Cela ressemble à un mauvais film d'horreur: sur les routes du Grand-Duché, une inquiétante armée de zombies se déplaçant bizarrement, les yeux dans le vague, et menaçant chaque malheureux qui croise leur route...
Maintenant, donnez à ces zombies un volant et un GSM: le film d'horreur paraît soudain bien réel.
Au Luxembourg, 3.519 conducteurs ont été verbalisés pour l’utilisation du téléphone au volant en 2018. Mais combien de mises en danger d'autrui à cause de ces GSM? Combien de blessés? Combien de morts?
On peut donc se poser une autre question: qu'attend le Luxembourg pour passer la seconde?
Car un peu partout ailleurs, l'inattention au volant est désormais un combat prioritaire. Elle est considérée comme la deuxièmecause d'accidents mortelset graves (derrière la vitesse et devant la conduite sous l'emprise d'alcool ou de stupéfiants).
Mais le Luxembourg traîne des pieds. Ainsi, depuis des années, la Sécurité Routière "souligne son désaccord avec les sanctions peudissuasives et les contrôles de Police insuffisants.
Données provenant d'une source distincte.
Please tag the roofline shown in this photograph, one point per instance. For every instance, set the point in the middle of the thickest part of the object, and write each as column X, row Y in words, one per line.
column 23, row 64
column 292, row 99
L’association se voit dans son rôle de revendiquer une politique répressive et préventive beaucoup plus conséquente." Et ce n'est que récemment que le Luxembourg a enfin reconnu le GSM au volant et autres sources d'inattention comme cause d'accident.
Mais tout n'est pas au point mort. Les contrôles de police s'intensifient, reconnaît l'association. Et dans le plan d’action "sécurité routière 2019-2023", le ministre François Bausch a annoncé vouloir interdire le port d’écouteurs et d’oreillettes, susceptibles de réduire l’attention des conducteurs et d’aggraver encore davantage les sanctions. Et surtout, la perte de 4 points au lieu de 2 en cas de GSM au volant est annoncée courant 2021, précise la Sécurité Routière.
Mais la balle est avant tout dans le camp des automobilistes. Car le pire, c'est que la plupart des fautifs savent qu'ils font une grave erreur. Mais rien à faire: "Malgré une prise de conscience presque exemplaire avec 95% des conducteurs interrogés qui jugeaient dangereux l’utilisation d’un écran au volant, le phénomène ne désemplit pas, bien au contraire." Et il touche aussi bien "monsieur-tout-le-monde" que les chauffeurs de taxis et de bus, les livreurs, les soignants à domicile...
Contacté par RTL 5minutes, le président de la Sécurité Routière Paul Hammelmann constate, lui aussi, que "Le téléphone devient une addiction. Comme une drogue. Moi aussi je suis comme tout le monde, j'ai du mal à ne pas répondre aux messages, à ne pas regarder les notifications... Mais dès qu'on rentre dans une voiture, il faut lâcher le GSM. C'est vital!"
Bref, en attendant que toutes les voitures prennent le volant elles-mêmes grâce à la conduite autonome, "La répression semble être le seul moyen pour dissuader les gens" de quitter la route des yeux pour regarder leur GSM. Et quand la Sécurité Routière elle-même déclare que la punition est plus efficace que la prévention, c'est que les choses sont graves!